Over the past few months I’ve been doing some re-reading of essential karate books and whatnot. I developed a theory that Kusanku/Kushanku/Kanku-dai is the most essential kata in karate as a whole. I have two main reasons for thinking this. Firstly, the etymology of both karatedo and Kusanku/Kushanku/Kanku-dai. And secondly, the clear influence of Kusanku/Kushanku/Kanku-dai on the Pinan/Heian series of kata.
“Reading Buddhist scriptures, we come across such statements as “Shiki-soku-ze-ku” and “Ku-soku-zeshiki” which literally mean, “matter is void” and “all is vanity.” The character ku, which appears in both admonitions and may also be pronounced kara, is in itself truth.” –Gichin Funakoshi Karate do: My Way of Life, 1959, Pg. 35.
In Fig. 1 we have a quote from Funakoshi describing the use of the character 空 and how it can be pronounced kara or ku.

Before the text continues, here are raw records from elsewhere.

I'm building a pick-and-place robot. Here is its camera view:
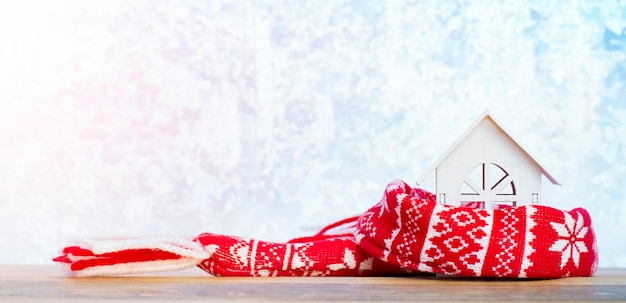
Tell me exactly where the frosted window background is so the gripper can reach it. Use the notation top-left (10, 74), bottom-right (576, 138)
top-left (0, 0), bottom-right (626, 267)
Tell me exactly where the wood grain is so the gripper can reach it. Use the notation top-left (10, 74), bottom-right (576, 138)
top-left (0, 266), bottom-right (626, 302)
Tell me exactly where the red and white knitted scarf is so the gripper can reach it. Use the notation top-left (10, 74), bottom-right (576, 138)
top-left (54, 181), bottom-right (598, 278)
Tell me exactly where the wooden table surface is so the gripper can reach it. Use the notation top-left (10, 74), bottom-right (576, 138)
top-left (0, 266), bottom-right (626, 302)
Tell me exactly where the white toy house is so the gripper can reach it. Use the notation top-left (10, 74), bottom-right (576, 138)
top-left (417, 111), bottom-right (560, 209)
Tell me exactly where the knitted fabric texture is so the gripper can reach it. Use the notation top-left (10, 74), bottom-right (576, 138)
top-left (54, 217), bottom-right (411, 277)
top-left (54, 181), bottom-right (598, 278)
top-left (356, 181), bottom-right (598, 278)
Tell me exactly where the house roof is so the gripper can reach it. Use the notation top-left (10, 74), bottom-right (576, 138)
top-left (417, 110), bottom-right (561, 185)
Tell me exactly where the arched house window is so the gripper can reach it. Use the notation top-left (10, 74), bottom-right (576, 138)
top-left (460, 163), bottom-right (517, 209)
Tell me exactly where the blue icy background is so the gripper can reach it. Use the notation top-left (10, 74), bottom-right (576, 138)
top-left (0, 0), bottom-right (626, 267)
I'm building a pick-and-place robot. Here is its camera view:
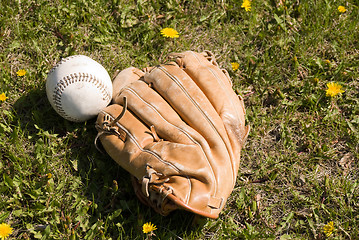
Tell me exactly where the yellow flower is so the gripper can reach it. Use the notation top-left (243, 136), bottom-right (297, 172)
top-left (338, 6), bottom-right (347, 13)
top-left (241, 0), bottom-right (251, 12)
top-left (323, 221), bottom-right (334, 237)
top-left (161, 28), bottom-right (179, 38)
top-left (0, 223), bottom-right (12, 240)
top-left (231, 62), bottom-right (239, 71)
top-left (142, 222), bottom-right (157, 233)
top-left (0, 93), bottom-right (7, 102)
top-left (326, 82), bottom-right (344, 97)
top-left (16, 69), bottom-right (26, 77)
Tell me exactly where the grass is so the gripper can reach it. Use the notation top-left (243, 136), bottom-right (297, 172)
top-left (0, 0), bottom-right (359, 240)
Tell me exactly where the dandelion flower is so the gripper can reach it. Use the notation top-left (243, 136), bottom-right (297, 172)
top-left (241, 0), bottom-right (251, 12)
top-left (0, 223), bottom-right (12, 240)
top-left (231, 62), bottom-right (239, 71)
top-left (142, 222), bottom-right (157, 233)
top-left (161, 28), bottom-right (179, 38)
top-left (16, 69), bottom-right (26, 77)
top-left (323, 221), bottom-right (334, 237)
top-left (0, 93), bottom-right (7, 102)
top-left (326, 82), bottom-right (344, 97)
top-left (338, 6), bottom-right (347, 13)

Nobody I know says kutedo but keep in mind that they are evidently the same word, pronounced differently.
“The new character (空) for kara meant “empty” and can also be pronounced “ku” (void) and “sora” (sky).” –Patrick McCarthy Bubishi: The Classic Manual of Combat, 2008, Pg. 89.

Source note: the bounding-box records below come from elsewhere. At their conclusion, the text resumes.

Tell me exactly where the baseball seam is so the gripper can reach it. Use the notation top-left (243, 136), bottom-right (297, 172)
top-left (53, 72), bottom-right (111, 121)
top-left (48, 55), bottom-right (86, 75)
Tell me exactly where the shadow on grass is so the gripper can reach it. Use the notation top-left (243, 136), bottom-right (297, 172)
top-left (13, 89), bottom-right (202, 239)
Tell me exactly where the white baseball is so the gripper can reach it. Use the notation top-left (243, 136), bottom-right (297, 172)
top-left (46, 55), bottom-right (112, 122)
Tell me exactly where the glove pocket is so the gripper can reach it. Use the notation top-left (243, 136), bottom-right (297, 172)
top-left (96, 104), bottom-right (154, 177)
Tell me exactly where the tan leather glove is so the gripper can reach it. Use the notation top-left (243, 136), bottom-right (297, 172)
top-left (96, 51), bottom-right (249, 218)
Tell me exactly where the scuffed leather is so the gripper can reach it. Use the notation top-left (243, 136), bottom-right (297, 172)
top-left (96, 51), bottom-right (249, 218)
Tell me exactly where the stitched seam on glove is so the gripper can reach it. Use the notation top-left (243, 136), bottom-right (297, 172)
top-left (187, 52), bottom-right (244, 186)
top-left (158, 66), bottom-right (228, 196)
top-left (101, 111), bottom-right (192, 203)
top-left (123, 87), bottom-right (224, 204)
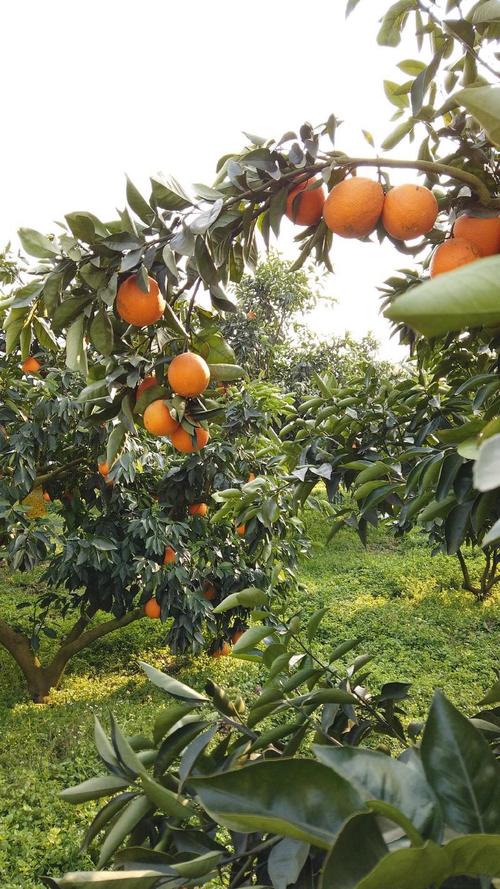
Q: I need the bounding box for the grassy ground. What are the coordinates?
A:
[0,517,500,889]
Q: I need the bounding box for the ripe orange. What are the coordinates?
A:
[168,352,210,398]
[144,599,161,620]
[116,275,165,327]
[163,546,177,565]
[21,355,42,373]
[323,176,384,238]
[288,177,325,225]
[142,398,180,435]
[429,238,481,278]
[202,582,217,602]
[135,377,157,401]
[382,185,439,241]
[188,503,208,516]
[453,213,500,256]
[170,426,210,454]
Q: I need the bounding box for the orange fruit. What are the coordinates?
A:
[21,355,42,373]
[170,426,210,454]
[142,398,180,435]
[135,377,157,401]
[116,275,165,327]
[453,213,500,256]
[382,185,439,241]
[188,503,208,516]
[202,583,217,602]
[144,599,161,620]
[163,546,177,565]
[323,176,384,238]
[168,352,210,398]
[286,177,325,225]
[429,238,481,278]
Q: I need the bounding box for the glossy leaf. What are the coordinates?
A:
[422,691,500,833]
[384,260,500,337]
[190,759,364,849]
[139,661,208,703]
[319,814,389,889]
[267,837,310,889]
[313,744,437,832]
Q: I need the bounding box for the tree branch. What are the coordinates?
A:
[54,608,144,661]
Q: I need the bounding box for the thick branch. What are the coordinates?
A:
[52,608,144,663]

Now in Fig. 2 we have McCarthy Hanchi backing up the kara/ku association and also throwing in a third reading of 空, sky.
唐 Kara/tou (Tang/China/Chinese)
手 Te/Di (hand)
道 Do/Doa (way/path)
空 Kara (empty) / Ku (void) / Sora (sky)
手 Te/Di (hand)
The figure above is a summarization of what was explained in fig.1 and fig. 2 along with some simpler, common place understandings of the words.
Karatedo Kyohan: Master Text for the Way of the Empty-Hand (Neptune Publishing, 2005 Ed). Gichin Funakoshi, Harumi Suzuki-Johnston. Pg. 52.
Figures 4 and 5 reference two versions of Karate Do Kyhon and its section on Kusanku/Kushanku/Kanku-dai. If you don’t have a copy of the Neptune Publishing version of the book, trust me when I say it’s the exact same picture that’s found in the Japanese version in fig.4. The important point here is the use of 空 below the pictures. I don’t have enough, or any, understanding of the layout of Japanese literature to say this without pause, but I do think that the kanji under the photo is referring to the name of the kata. My reason for this is that every picture from a single kata has a same set of symbols and they’re different for each kata.
Additionally, Kusanku/Kushanku/Kanku-dai is commonly known as “Sky Gazing”
So what does all that mean? I think it’s evidence that if 空 手 道 can be read as Kara/Ku/Sora, Te/Di, Do/Doa and Kusanku/Kushanku/Kanku-dai is referred to as “Sky-Gazing” that this kata was named as such to indicate its high level of relevance to the core of karatedo and that it contains most essential techniques in system.
Now to my second, and much shorter point. Anybody who knows the Pinans/Heians as well as some version of Kusanku/Kushanku/Kanku-dai can tell you that the latter has very heavy influence on the former. Kusanku/Kushanku/Kanku-dai makes up at least half of Pinan Shodan/Heian Nidan, a third of Pinan/Heian Yondan, and anywhere from a third to maybe even half of Pinan Godan (don't over think the percentages, I didn't). So, Itosu clearly put heavy influence on Kusanku/Kushanku/Kanku-dai when he was creating the Pinan series. That’s not to say that other kata didn’t influence the Pinanas/Heians, they clearly did, but the scales were heavily in favor on the Sky Gazing kata.
Let me know your thoughts on this! If I lectured this in front of our classes they would politely listen, but ultimately tune out 90% of what I said. I It's very possible that this has some major hole in it that I'm missing, but I figured the crew around here may have some input.